Arteryel kan gazı incelemesinde kompanze metabolik asidozu vardı. EEG'de epileptik odak saptanmadı. Kemik grafilerinde, vertebralarda, lomber bölgede açıklığı sağa bakan rotoskolyoz rapor edildi. Kranyal MRI incelemesi normaldi. İdrar-kan aminoasidi sonucu da  normal olan hastanın iki kez çalışılan biotinidaz enzim aktivitesi belirgin  düşük olarak rapor edildi (0.2 U/L). Akciğer enfeksiyonuna yönelik olarak  antibiyotik tedavisi alan hastaya ek olarak 10 mg/gün, iki dozda biotin (Gabioten) başlandı. Biotin tedavisine başlandıktan yaklaşık bir hafta sonra hastanın mental ve motor işlevlerinde çok belirgin düzelme görüldü.

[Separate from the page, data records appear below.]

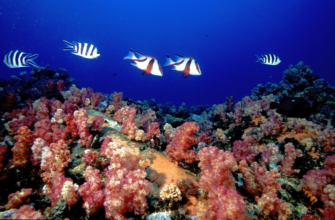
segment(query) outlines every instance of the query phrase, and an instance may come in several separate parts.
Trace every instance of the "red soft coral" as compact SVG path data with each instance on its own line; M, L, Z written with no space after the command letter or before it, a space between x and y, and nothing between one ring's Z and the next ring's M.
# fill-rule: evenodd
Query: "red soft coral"
M198 143L198 138L194 134L199 131L199 126L195 122L186 122L177 127L172 141L166 146L165 151L175 160L192 163L198 160L198 155L193 150L189 150L192 145Z

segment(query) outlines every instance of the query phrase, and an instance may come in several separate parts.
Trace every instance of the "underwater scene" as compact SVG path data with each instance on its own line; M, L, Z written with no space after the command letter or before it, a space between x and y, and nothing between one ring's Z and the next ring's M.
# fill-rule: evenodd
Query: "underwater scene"
M0 3L0 219L335 219L333 1Z

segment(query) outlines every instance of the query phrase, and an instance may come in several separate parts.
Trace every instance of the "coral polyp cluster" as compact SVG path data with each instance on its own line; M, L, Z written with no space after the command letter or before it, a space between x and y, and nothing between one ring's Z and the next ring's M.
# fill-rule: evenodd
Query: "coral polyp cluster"
M211 106L95 92L48 66L26 77L1 81L0 218L335 217L335 88L302 62ZM270 109L291 97L310 114Z

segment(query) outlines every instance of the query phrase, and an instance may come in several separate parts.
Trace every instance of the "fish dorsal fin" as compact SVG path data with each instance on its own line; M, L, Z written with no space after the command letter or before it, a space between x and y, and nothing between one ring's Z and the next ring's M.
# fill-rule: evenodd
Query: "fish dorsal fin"
M184 74L183 74L183 75L182 76L183 77L183 78L185 79L185 78L188 76L189 75L190 75L189 73L185 72Z
M147 58L150 57L150 56L149 56L146 55L144 53L142 53L139 52L138 51L136 51L136 53L140 55L139 57L138 58L138 59L139 60L142 60L145 59L146 57Z
M182 61L184 61L186 59L189 59L189 57L184 57L181 55L179 55L179 54L176 54L175 56L177 60L176 61L176 63L179 63L180 62Z
M189 57L184 57L183 56L182 56L181 55L180 55L179 54L177 54L177 53L175 55L176 56L177 56L177 57L181 57L182 58L189 58Z
M149 72L147 72L146 71L144 71L142 73L142 75L149 75L151 73Z

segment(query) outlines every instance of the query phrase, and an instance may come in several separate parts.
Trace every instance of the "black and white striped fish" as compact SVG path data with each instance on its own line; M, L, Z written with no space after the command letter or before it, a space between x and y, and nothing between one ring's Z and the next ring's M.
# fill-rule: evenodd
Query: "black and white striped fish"
M281 60L278 56L275 54L261 54L260 56L255 55L258 59L256 62L262 62L262 63L269 65L276 65L279 64Z
M87 59L95 59L100 56L100 52L93 44L87 43L77 43L74 41L72 44L66 41L63 41L66 47L63 48L64 50L73 50L71 53Z
M3 62L8 67L16 68L31 66L29 64L37 66L34 59L39 56L38 54L24 53L18 50L12 50L6 55Z

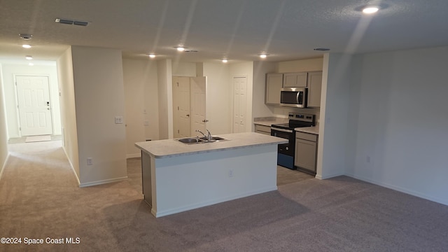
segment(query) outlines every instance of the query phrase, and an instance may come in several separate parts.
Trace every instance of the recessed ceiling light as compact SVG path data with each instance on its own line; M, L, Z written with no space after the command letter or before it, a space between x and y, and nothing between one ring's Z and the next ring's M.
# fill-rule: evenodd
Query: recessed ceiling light
M72 20L66 18L56 18L55 20L55 22L58 22L59 24L75 24L75 25L79 25L79 26L88 26L88 24L89 24L89 22L85 21Z
M19 36L20 36L20 38L22 39L29 40L33 37L33 35L32 34L20 34Z
M363 9L363 13L365 14L373 14L377 12L379 10L379 8L377 6L370 6L366 7Z
M326 51L326 50L330 50L330 48L314 48L314 49L313 49L313 50L314 50Z

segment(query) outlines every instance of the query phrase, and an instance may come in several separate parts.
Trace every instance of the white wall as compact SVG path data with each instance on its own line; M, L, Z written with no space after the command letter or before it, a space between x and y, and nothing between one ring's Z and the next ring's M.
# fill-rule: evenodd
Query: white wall
M157 62L159 99L159 138L173 138L173 80L172 60Z
M71 54L80 186L126 178L121 51L72 46ZM124 123L115 124L115 116L123 116Z
M196 63L172 62L173 76L196 77Z
M316 175L328 178L343 175L346 148L351 57L326 54L323 57Z
M29 66L22 61L6 62L1 65L5 92L5 105L8 123L8 138L20 137L19 120L17 111L15 92L15 76L48 76L50 99L52 108L53 134L61 134L61 118L59 106L57 71L55 62L34 61L34 66Z
M358 56L347 174L448 204L447 58L448 47Z
M62 127L62 147L71 167L75 171L78 182L80 183L75 85L71 48L57 59L57 73L59 80L59 90L61 92L59 106Z
M1 66L1 64L0 64ZM3 92L1 67L0 67L0 178L8 158L8 134L6 128L6 113L5 97Z
M232 132L232 82L229 66L223 63L204 62L207 77L206 127L213 134Z
M230 75L230 97L232 98L232 108L230 110L230 120L231 123L233 124L233 78L234 77L246 77L246 129L245 132L252 131L252 101L253 98L253 62L246 62L229 64L229 72Z
M134 145L159 139L157 63L149 59L123 59L126 107L126 156L140 156Z

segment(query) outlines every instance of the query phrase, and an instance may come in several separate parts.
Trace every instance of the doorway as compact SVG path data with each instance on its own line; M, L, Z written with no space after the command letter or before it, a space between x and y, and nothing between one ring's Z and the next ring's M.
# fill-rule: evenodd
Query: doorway
M16 76L15 83L20 135L52 134L48 77Z
M247 78L233 77L233 133L246 132L247 111Z
M196 135L206 129L206 77L173 76L173 136Z

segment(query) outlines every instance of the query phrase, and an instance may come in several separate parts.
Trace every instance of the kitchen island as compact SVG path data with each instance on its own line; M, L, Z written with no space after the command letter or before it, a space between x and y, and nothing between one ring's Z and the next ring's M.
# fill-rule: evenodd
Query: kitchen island
M136 143L141 150L144 201L155 217L277 189L277 145L286 139L255 132L186 144Z

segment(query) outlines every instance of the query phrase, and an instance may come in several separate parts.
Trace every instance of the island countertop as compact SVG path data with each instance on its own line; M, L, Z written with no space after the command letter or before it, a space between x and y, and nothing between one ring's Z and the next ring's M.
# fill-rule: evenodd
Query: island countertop
M219 134L227 141L186 144L176 139L164 139L135 143L135 146L156 158L193 155L201 153L247 148L249 146L286 144L288 140L255 132Z

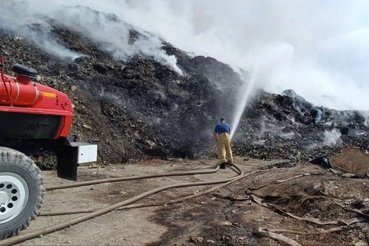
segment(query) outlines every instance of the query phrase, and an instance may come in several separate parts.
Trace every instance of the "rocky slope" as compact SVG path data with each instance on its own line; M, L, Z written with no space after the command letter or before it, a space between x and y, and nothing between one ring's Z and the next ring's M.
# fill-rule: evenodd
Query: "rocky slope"
M126 49L150 38L114 15L75 8L106 24L125 26ZM0 24L0 53L6 56L6 70L14 63L33 67L41 77L39 83L68 94L75 105L71 134L98 144L100 160L124 163L146 155L192 158L215 154L214 125L221 117L232 122L234 96L244 76L214 58L194 56L163 41L160 53L155 53L159 56L141 50L126 52L123 58L80 27L40 18L47 23L48 37L79 57L63 58L45 49L34 38L35 33L45 33L39 24L27 24L33 36ZM176 66L161 59L168 55L176 59ZM366 150L364 115L317 107L292 90L283 95L260 91L245 109L234 136L234 154L307 159L347 145Z

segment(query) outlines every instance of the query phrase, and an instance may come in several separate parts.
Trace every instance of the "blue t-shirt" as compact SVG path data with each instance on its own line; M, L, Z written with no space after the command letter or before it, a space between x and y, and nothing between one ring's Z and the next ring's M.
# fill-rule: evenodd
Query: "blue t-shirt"
M218 132L218 134L220 134L223 132L229 133L230 131L231 131L231 127L228 123L218 123L215 126L214 132Z

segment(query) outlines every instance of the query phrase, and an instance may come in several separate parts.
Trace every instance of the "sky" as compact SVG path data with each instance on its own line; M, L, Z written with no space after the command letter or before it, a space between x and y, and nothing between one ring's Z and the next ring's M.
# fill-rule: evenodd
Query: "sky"
M214 57L235 69L257 66L256 84L269 92L292 89L318 106L369 110L367 0L29 1L31 7L26 11L31 15L54 16L63 4L113 13L196 55ZM88 16L80 19L92 25ZM105 36L119 35L107 30ZM136 48L155 53L180 74L175 59L158 53L154 42Z

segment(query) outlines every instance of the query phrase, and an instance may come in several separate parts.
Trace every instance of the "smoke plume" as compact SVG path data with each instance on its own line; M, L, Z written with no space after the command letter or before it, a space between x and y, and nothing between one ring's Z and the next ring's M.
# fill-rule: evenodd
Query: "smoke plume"
M61 11L65 7L62 6L86 6L113 13L140 30L158 34L197 55L211 56L245 70L257 64L262 75L258 85L269 92L280 93L292 89L318 106L369 110L367 1L29 2L18 13L2 8L0 25L3 27L4 21L11 17L13 25L7 26L17 29L40 16L55 18L105 42L118 57L138 52L153 56L181 74L175 58L159 49L158 37L148 35L135 45L127 45L127 27L92 16L88 10Z

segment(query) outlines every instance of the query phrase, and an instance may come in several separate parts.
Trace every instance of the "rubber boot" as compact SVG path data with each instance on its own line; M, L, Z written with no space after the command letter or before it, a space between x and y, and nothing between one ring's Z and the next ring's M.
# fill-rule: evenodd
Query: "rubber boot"
M220 168L222 169L225 169L225 163L226 162L223 162L220 164Z

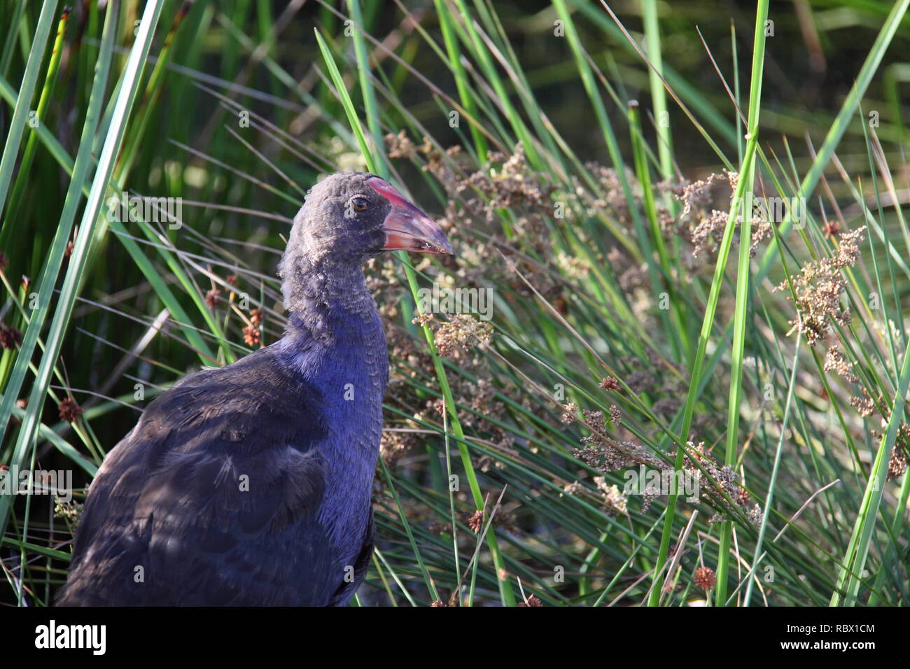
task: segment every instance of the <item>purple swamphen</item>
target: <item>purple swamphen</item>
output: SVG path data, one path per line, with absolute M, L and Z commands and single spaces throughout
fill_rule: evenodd
M 343 605 L 373 551 L 389 377 L 363 263 L 451 253 L 382 178 L 308 193 L 278 266 L 283 339 L 149 403 L 92 483 L 59 605 Z

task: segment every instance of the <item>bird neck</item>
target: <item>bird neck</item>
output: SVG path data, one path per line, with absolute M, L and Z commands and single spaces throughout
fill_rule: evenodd
M 379 327 L 376 302 L 367 289 L 359 260 L 301 256 L 294 280 L 286 282 L 289 310 L 288 337 L 298 346 L 331 347 L 339 338 L 351 344 L 375 345 Z

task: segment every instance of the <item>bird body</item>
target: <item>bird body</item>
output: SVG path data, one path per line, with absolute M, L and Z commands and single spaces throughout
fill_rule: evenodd
M 450 252 L 378 177 L 314 188 L 279 266 L 286 336 L 149 403 L 92 483 L 57 603 L 346 603 L 372 554 L 389 374 L 362 264 L 423 244 Z

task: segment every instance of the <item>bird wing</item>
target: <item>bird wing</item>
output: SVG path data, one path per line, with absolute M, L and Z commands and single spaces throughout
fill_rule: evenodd
M 320 394 L 269 349 L 148 405 L 92 483 L 58 603 L 324 604 L 343 589 L 316 517 Z

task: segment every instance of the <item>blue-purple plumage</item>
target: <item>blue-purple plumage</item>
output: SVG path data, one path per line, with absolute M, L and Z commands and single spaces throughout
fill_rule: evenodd
M 399 235 L 401 218 L 370 188 L 377 178 L 329 177 L 298 214 L 279 267 L 286 336 L 182 379 L 108 454 L 58 604 L 324 606 L 351 597 L 372 553 L 389 371 L 362 264 L 405 248 L 383 233 L 395 219 Z M 369 216 L 347 216 L 352 198 L 369 198 Z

Çevreye ilgisi artan hasta ayakta durmaya ve dengesini korumaya başladı. Deri ve akciğer bulgularında da düzelme olan hasta, biotin tedavisi ile kontrole gelmek üzere taburcu edildi.

 

Olgu 2:

Onsekiz yaşındaki annenin birinci gebeliğinden doğan, üç aylık, erkek hastanın öyküsünden anne ve baba arasında ikinci dereceden akrabalık olduğu ve başvurudan yaklaşık 15 gün önce, ateşsiz olarak yaygın tonik-klonik konvülsiyon geçirdiği öğrenildi. Hastanın günde 5-6 kez konvülsiyon geçirdiği, antikonvülsan tedaviye karşın kasılmaların geçmediği, giderek konvülsiyon sıklığının ve sayısının arttığı, bu nedenle hastanemize başvurulduğu belirtildi.

 

Başvuru anında da kısa süre içerisinde birkaç kez konvülsiyonu gözlenen hastamız, çevreye ilgisiz ve apatik görünümdeydi. Vücut persentilleri normal sınırlar içerisinde olan hastamızın fizik muayenesinde, obje ve ışık izleminin olmadığı, üst ekstremitelerde kas tonusunda hafif artış olduğu saptandı. Kortikal başparmağı ve derin tendon refleksleri belirgin  canlı olan hastamızın yaygın seboreik dermatiti de vardı. Olgunun diğer fizik muayene bulguları normaldi.

 

Afebril konvülsiyon ve metabolik hastalık ön tanıları ile yatırılan ve acil incelemesinde elektrolit bozukluğu saptanmayan hastaya antikonvülsan tedavi olarak uygun dozda fenobarbital başlandı. Hastanın yapılan ileri incelemelerinde, EEG'de sol hemisfer posterior bölgede epileptiform özellikli bozukluk saptandı. Arteryel kan gazı incelemesi normal olan hastanın idrar-kan aminoasidi, serum laktik asit ve piruvik asit, idrar organik asit araştırmaları da normal bulundu.

 

Hastanın seboreik dermatiti, inatçı konvülsiyonları, anne ve baba arasında akrabalığı ve anormal nörolojik bulguları olması nedeniyle istenen serum biotinidaz aktivitesi 0 U/L saptandı. Biotinidaz eksikliği tanısı ile hastaya 20 mg/gün, dört dozda biotin (Gabioten)  başlandı. Yaklaşık bir hafta sonra hastanın genel durumunda belirgin düzelme görüldü. Çevre ile ilgilenmeye, objeleri izlemeye başladı. Hastanın tedaviye başlanmasından sonra konvülsiyonu gözlenmedi. Hasta, biotin tedavisi ile, kontrole gelmek üzere taburcu edildi.

 

Biotinidaz eksikliği, vücuttaki tüm karboksilaz enzimleri için kofaktör görevi yapan biotinin eksikliğine neden olan ve otozomal resesif geçiş gösteren metabolik bir hastalıktır. Çok farklı klinik tablolarla ortaya çıkabilen biotinidaz eksikliğinde en sık olarak atopik ya da seboreik dermatit, alopesi, ataksi, konvülsiyonlar, hipotoni, gelişme geriliği, duyma kaybı, kronik laktik asidoz ve immün yetmezlik bulguları görülür. Burada nörolojik belirtilerin ön planda olduğu iki biotinidaz eksikliği olgusunu sunduk.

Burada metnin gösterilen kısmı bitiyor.